Conventional methods for initiating additional fractures typically induce the additional fractures with near-identical angular orientation to previous fractures. While such methods increase the number of locations for drainage into the wellbore, they may not introduce new directions for hydrocarbons to flow into the wellbore. Conventional method may also not account for, or even more so, utilize, stress alterations around existing fractures when inducing new fractures.
Thus, a need exists for an improved method for initiating multiple fractures in a wellbore, where the method accounts for tangential forces around a wellbore.
SUMMARYThe present invention relates generally to methods, systems, and apparatus for inducing fractures in a subterranean formation and more particularly to methods and apparatus to place a first fracture with a first orientation in a formation followed by a second fracture with a second angular orientation in the formation.
An example method of the present invention is for fracturing a subterranean formation. The subterranean formation includes a wellbore having an axis. A first fracture is induced in the subterranean formation. The first fracture is initiated at about a fracturing location. The initiation of the first fracture is characterized by a first orientation line. The first fracture temporarily alters a stress field in the subterranean formation. A second fracture is induced in the subterranean formation. The second fracture is initiated at about the fracturing location. The initiation of the second fracture is characterized by a second orientation line. The first orientation line and the second orientation line have an angular disposition to each other.
An example fracturing tool according to present invention includes a tool body to receive a fluid, the tool body comprising a plurality of fracturing sections, wherein each fracturing section includes at least one opening to deliver the fluid into the subterranean formation at an angular orientation; and a sleeve disposed in the tool body to divert the fluid to at least one of the fracturing sections while blocking the fluid from exiting another at least one of the fracturing sections.

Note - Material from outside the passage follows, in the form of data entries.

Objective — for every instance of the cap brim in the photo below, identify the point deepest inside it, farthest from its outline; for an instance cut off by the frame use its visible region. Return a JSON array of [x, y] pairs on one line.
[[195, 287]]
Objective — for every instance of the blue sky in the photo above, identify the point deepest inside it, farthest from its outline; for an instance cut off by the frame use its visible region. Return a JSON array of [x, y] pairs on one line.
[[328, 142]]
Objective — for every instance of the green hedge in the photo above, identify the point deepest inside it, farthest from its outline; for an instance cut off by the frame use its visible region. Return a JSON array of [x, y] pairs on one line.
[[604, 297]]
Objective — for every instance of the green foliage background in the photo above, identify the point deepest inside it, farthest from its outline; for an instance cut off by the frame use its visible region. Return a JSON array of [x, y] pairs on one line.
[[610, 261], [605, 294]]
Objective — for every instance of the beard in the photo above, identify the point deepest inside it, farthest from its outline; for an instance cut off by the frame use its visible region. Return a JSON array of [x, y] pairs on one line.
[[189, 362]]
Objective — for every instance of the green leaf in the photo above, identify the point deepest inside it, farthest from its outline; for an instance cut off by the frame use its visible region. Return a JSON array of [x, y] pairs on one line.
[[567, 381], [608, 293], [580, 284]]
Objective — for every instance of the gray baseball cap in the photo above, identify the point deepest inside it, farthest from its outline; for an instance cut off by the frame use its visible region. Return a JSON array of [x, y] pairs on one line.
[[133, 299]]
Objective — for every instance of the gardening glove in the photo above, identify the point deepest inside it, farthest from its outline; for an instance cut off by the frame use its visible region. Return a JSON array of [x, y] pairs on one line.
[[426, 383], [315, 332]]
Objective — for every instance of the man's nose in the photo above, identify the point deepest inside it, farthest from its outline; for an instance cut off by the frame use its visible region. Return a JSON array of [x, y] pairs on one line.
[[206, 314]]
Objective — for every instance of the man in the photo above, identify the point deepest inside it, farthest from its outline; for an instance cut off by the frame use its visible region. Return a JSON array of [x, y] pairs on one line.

An example system for fracturing a subterranean formation according to the present invention includes a downhole conveyance selected from a group consisting of a drill string and coiled tubing, wherein the downhole conveyance is at least partially disposed in the wellbore; a drive mechanism configured to move the downhole conveyance in the wellbore; a pump coupled to the downhole conveyance to flow a fluid though the downhole conveyance; and a computer configured to control the operation of the drive mechanism and the pump.
The fracturing tool includes tool body to receive the fluid, the tool body comprising a plurality of fracturing sections, wherein each fracturing section includes at least one opening to deliver the fluid into the subterranean formation at an angular orientation and a sleeve disposed in the tool body to divert the fluid to at least one of the fracturing sections while blocking the fluid from exiting another at least one of the fracturing sections.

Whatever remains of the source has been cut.